So everyone knows that quitting all their applications via the multitasking application improves the battery life and speeds up the hardware. But this myth might be completely unfounded in reality. This was reaffirmed when an Apple user emailed the Chief Executing Officer of Apple, Tim Cook, regarding this issue about their official view on it. He asked him whether Tim himself quits all his applications and if doing so is necessary.
Unfortunately Mr Cook did not reply to the Apple fan but Apple’s chief of iOS Mr. Craig Federighi replied with a clear and unambiguous ‘No” to both the questions.
In the emails above Caleb is seen asking Mr. Cook about his view on this issue so that he could put the ‘controversy’ to rest once and for all. Mr. Federighi replies to this question with a “No and No”. Both the message headers were also verified for the legitimacy of this claim and so you can rest assured that this is Apple’s own view on the point.
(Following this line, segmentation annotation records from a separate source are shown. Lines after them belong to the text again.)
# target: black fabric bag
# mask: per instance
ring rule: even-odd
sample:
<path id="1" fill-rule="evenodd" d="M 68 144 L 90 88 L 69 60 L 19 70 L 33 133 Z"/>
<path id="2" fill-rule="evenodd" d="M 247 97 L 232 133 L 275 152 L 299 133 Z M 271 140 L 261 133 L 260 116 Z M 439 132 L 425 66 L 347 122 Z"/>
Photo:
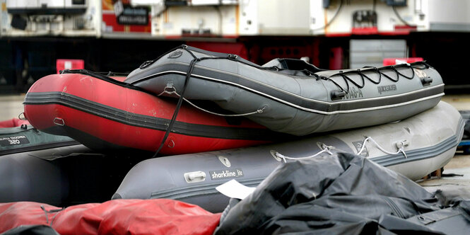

To date this is the strongest position presented by Apple on this superstition and even the official support pages of Apple state that force-quitting of the applications should only be done on a case by case basis which would arise when an application freezes etc.
So why is quitting your applications not supposed to have any impact on your battery life?
Well see the first thing is that as quitting your applications in your iOS device is an extremely laborious process as you need to swipe up for all individual apps in the multitasking view we can safely assume that Apple did not intend it’s users to do this too frequently.
Another issue is that as most applications are in the RAM or are not even running but shown as a history of your device so the impact is almost negligible. The applications that may have an affect on your battery life would perhaps be those which perform background operations. This includes the Apple Maps etc. But even these are only operating when you use them so you need not quit your apps to improve battery life.